Women With Sleep Trouble Have High Type 2 Diabetes Risk

Marcia Frellick

January 28, 2016

Women who have problems sleeping have an increased risk for type 2 diabetes that ranges from 47% higher for those who have one sleep disorder to four times the risk for four disorders combined, according to new data.

The results have implications for clinicians in that they emphasize the need for more discussions with patients about their sleeping habits to help identify those who may benefit greatly from diabetes-prevention programs, according to lead author Yanping Li, MD, PhD, with the Harvard TH Chan School of Public Health in Boston, Massachusetts.

"Patients and physicians don't take this seriously enough," she told Medscape Medical News.

Working Rotating Shifts Had Detrimental Effect

Dr Li and colleagues found the link between poor sleep and type 2 diabetes was partly explained by associations with hypertension, body mass index (BMI), and depression. Results were published online January 28 in Diabetologia.

The authors analyzed data from 133,353 women who did not have diabetes, cardiovascular disease, or cancer at baseline who were participating in the Nurses' Health Study (NHS) and the NHSII.

They noted whether the women had reported any of the following: sleeping difficulty; frequent snoring; sleeping 6 hours or less; and sleep apnea in NHS or rotating shift work in NHSII. Sleeping difficulty is defined as having difficulty falling or staying asleep all or most of the time.

The researchers looked at which women developed type 2 diabetes over 10 years and found 6407 cases. After adjustment for lifestyle factors at baseline, comparing women with and without sleeping difficulty, the multivariate-adjusted hazard ratio (HR) for type 2 diabetes was 1.45. That changed to 1.22 after further adjustment for hypertension, depression, and BMI.

Those women who experienced two sleeping conditions had around twice the risk of developing type 2 diabetes, while for three conditions it was around three times the risk, and for four it was more than a fourfold increased likelihood of developing type 2 diabetes (HR, 4.17).

Because the cohorts involved nurses, this gave the researchers the opportunity to include an analysis of the effects of rotating shift work on both sleep habits and type 2 diabetes risk.

They observed a significant interaction between sleeping difficulty and rotating shift work on risk of type 2 diabetes (P for multiplicative interaction = .08; P for additive interaction = .04).

"The multivariate-adjusted HRs of shift work only, sleeping difficulty only, and with both conditions were 1.27, 1.40, and 2.30, respectively, as compared with women without sleeping difficulty [who had done no] shift work in NHSII," the authors write.
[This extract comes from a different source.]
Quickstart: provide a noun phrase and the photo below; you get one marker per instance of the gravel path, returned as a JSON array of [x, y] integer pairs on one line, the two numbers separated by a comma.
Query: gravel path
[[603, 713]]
This implies that more diabetes cases would occur in women with sleeping difficulty who worked in rotating shifts than in women with just one of these two risk factors.

The interactions between sleeping difficulty and the other sleep conditions in the study were not significant.
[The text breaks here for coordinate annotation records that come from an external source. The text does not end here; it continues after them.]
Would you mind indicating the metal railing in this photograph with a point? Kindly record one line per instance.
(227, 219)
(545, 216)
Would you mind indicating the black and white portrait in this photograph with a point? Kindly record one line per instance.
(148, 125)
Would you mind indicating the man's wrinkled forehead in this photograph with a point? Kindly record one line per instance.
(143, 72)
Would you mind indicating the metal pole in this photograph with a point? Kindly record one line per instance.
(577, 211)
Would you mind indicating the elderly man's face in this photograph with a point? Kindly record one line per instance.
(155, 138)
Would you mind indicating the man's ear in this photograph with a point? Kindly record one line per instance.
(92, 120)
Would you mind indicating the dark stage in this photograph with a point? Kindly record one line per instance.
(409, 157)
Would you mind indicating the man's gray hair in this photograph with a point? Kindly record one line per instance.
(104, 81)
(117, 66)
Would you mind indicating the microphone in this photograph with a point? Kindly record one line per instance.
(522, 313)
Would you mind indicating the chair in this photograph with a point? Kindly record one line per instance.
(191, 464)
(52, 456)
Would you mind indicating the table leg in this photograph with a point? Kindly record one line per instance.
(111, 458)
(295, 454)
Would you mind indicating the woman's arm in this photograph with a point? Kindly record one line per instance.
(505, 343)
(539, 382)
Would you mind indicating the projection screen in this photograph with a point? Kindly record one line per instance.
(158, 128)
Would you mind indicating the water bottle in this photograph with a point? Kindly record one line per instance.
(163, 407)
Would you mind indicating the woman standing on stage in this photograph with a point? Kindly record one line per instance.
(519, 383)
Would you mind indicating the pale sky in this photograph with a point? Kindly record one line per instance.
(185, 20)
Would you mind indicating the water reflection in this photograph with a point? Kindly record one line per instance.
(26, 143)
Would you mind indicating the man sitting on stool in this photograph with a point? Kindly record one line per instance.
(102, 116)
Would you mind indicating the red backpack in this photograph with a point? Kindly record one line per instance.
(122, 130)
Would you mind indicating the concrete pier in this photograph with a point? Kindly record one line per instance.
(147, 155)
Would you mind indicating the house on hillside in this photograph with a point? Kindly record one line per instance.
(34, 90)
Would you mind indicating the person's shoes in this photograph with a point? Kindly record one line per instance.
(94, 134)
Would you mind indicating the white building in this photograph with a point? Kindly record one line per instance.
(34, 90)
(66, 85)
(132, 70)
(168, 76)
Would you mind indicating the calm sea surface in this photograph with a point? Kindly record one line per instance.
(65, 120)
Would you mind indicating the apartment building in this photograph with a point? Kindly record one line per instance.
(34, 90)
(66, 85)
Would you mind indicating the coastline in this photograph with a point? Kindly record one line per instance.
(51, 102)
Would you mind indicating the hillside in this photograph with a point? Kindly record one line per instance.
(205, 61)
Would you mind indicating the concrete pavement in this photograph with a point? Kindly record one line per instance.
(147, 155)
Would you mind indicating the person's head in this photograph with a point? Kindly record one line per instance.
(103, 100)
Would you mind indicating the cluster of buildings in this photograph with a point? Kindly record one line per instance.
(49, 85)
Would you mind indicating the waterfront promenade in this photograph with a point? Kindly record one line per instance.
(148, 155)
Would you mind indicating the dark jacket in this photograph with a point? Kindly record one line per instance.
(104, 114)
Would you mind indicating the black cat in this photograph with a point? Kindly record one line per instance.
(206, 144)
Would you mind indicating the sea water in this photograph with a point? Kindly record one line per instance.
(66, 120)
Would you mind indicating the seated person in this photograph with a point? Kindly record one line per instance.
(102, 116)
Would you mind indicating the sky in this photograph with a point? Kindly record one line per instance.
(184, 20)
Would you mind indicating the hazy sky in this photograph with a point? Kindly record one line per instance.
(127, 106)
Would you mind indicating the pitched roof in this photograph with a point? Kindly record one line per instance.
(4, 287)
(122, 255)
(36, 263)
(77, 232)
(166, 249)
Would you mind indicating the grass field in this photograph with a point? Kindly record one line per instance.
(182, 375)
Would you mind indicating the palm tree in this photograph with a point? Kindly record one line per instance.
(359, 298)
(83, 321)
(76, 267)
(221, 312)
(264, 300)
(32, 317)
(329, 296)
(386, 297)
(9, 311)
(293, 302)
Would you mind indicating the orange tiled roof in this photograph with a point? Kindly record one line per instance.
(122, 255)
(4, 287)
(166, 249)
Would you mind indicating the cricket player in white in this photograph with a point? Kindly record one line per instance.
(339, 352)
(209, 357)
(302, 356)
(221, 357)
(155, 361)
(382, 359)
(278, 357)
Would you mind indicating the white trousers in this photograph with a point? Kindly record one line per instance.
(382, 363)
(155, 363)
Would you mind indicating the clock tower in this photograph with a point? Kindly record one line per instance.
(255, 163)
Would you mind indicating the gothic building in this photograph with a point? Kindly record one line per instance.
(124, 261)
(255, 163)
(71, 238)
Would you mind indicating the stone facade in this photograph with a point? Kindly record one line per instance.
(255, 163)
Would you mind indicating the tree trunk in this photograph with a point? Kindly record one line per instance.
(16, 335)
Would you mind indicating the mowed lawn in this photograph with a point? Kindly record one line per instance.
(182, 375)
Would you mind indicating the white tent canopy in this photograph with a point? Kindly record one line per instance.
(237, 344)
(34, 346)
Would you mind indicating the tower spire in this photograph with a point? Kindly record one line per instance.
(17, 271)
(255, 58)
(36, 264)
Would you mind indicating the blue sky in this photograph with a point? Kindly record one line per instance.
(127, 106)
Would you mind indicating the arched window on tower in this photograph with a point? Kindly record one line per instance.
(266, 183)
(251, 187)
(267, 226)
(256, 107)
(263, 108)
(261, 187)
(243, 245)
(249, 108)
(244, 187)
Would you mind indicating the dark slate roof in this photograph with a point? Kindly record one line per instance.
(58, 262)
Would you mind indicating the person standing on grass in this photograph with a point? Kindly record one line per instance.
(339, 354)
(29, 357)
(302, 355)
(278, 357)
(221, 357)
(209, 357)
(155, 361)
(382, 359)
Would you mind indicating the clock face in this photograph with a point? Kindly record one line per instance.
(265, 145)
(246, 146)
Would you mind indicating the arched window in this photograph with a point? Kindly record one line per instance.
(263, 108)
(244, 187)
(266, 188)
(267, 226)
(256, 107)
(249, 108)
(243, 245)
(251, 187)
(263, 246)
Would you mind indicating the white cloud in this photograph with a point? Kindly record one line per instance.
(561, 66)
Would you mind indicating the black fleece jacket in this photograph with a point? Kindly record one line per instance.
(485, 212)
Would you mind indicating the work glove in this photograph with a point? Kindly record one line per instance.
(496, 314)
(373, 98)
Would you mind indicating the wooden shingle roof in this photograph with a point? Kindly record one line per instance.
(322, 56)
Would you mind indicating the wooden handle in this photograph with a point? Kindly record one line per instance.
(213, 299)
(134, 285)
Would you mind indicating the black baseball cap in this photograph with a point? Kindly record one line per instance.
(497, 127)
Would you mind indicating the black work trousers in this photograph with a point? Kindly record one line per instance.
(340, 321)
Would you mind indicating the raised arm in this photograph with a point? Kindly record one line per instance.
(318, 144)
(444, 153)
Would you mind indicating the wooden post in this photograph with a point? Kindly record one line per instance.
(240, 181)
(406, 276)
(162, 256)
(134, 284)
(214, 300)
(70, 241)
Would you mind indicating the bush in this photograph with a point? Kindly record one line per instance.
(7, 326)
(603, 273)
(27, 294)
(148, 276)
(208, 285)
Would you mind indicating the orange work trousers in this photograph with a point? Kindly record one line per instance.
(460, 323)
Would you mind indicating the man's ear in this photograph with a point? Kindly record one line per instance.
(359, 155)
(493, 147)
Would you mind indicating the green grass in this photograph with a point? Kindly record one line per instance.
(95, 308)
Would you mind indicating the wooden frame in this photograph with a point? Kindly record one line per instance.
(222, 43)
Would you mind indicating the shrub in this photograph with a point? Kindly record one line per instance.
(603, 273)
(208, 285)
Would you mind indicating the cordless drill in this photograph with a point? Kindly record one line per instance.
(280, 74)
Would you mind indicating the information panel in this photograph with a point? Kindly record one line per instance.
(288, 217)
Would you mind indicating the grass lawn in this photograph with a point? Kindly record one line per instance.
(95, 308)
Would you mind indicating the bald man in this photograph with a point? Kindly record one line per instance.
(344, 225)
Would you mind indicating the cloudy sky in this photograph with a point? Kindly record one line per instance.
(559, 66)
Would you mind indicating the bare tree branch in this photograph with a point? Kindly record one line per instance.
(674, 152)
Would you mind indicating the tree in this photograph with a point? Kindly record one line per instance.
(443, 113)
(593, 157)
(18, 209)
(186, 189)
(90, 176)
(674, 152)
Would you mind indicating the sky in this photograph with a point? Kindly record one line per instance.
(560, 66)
Sleeping Disorders Common: What's the Link With Diabetes?

Sleeping difficulty affects 10% to 20% of the general United States population, the authors note, and that number is growing along with the growing prevalence of type 2 diabetes. They note that the number of outpatient visits attributed to sleeping difficulty increased from 4.9 million in 1999 to 5.5 million in 2010.
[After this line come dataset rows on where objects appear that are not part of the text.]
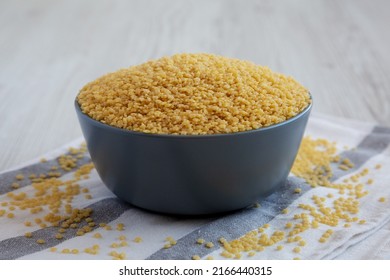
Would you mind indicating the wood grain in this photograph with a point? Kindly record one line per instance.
(50, 49)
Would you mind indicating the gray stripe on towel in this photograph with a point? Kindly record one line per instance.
(237, 224)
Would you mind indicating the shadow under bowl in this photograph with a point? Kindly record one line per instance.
(193, 174)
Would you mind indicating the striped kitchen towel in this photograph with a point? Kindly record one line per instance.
(57, 208)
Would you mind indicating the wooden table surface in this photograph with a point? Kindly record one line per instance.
(50, 49)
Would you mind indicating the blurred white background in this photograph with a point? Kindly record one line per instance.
(50, 49)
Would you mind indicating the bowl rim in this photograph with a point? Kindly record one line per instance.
(195, 136)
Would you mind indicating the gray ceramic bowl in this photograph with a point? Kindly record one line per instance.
(193, 175)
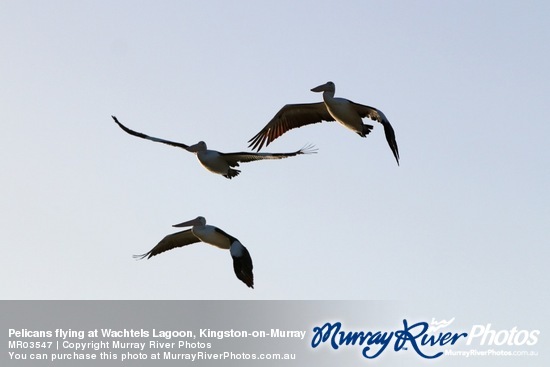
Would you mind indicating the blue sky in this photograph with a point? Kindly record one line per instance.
(465, 85)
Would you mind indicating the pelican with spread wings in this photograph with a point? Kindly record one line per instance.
(201, 232)
(217, 162)
(346, 112)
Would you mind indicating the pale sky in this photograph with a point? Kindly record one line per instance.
(464, 220)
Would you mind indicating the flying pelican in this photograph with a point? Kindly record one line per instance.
(200, 232)
(218, 162)
(342, 110)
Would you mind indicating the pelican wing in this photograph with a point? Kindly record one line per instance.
(178, 239)
(377, 115)
(143, 136)
(233, 159)
(242, 265)
(290, 117)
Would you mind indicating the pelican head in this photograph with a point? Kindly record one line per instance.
(198, 221)
(199, 147)
(327, 87)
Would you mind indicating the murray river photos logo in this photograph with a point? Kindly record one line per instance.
(426, 339)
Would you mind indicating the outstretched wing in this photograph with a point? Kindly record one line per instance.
(289, 117)
(233, 159)
(143, 136)
(242, 264)
(377, 115)
(178, 239)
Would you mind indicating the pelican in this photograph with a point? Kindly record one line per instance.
(218, 162)
(201, 232)
(343, 110)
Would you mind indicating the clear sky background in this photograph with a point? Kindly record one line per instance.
(464, 220)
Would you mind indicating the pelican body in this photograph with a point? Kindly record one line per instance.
(217, 162)
(201, 232)
(346, 112)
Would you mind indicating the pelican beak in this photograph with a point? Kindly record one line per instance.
(320, 88)
(189, 223)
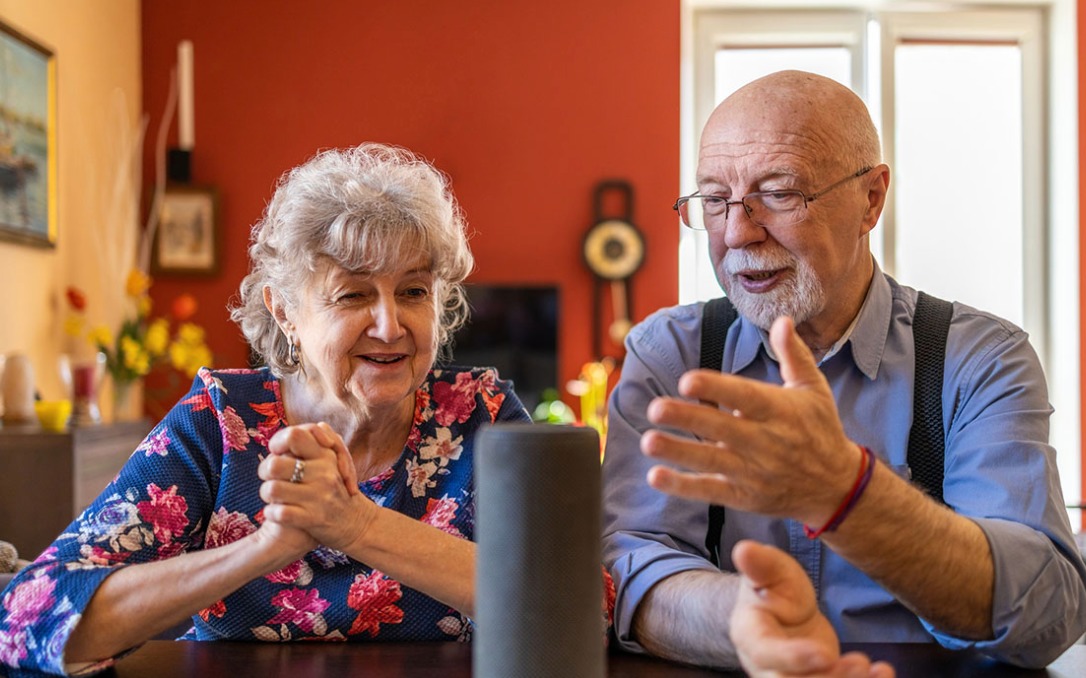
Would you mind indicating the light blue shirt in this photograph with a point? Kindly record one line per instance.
(1000, 472)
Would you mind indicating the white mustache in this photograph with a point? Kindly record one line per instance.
(736, 261)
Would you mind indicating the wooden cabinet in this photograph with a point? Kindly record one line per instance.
(47, 478)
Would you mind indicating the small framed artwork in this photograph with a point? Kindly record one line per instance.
(186, 241)
(27, 140)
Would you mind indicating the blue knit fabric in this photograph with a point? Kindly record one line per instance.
(192, 485)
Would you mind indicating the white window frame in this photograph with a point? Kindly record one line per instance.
(1045, 30)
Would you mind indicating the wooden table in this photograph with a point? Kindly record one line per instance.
(232, 660)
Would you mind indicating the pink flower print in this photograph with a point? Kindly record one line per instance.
(47, 556)
(211, 381)
(155, 443)
(27, 601)
(374, 597)
(440, 513)
(235, 434)
(169, 550)
(299, 606)
(454, 402)
(273, 422)
(165, 512)
(12, 645)
(421, 403)
(443, 447)
(227, 527)
(418, 477)
(218, 610)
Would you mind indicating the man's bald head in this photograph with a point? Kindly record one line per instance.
(825, 113)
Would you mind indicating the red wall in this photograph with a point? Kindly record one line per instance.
(1082, 228)
(526, 104)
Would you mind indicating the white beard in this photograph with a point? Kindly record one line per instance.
(799, 296)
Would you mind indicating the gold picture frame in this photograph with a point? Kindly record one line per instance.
(27, 140)
(186, 241)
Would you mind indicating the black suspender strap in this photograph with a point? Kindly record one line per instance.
(926, 438)
(718, 315)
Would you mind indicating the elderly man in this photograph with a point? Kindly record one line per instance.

The study is the first to look at joint effects and interactions between sleeping difficulty and other sleep-related conditions on risk of type 2 diabetes, the researchers say.

While the exact mechanisms are not known, sleeping difficulty may influence metabolism and produce obesity by disturbing circadian rhythms and other physiological function, including alterations in appetite-regulating hormones, indirectly increasing the risk of diabetes, Dr Li and colleagues say.

And sleep disturbance is associated with hypertension by increasing blood pressure and sympathetic nervous system activity, which may influence insulin sensitivity.

Limitations include the fact that only women were studied and they were primarily white. Dr Li cautioned against generalizing the results to all women and to men.

Nevertheless, "the findings provide evidence to clinical physicians and public-health researchers for future diabetes prevention among a high-risk population with multiple sleep disorders," the researchers conclude.

The study was supported by grants from the National Institutes of Health. Dr Li has no relevant financial relationships. Disclosures for the coauthors are listed in the article.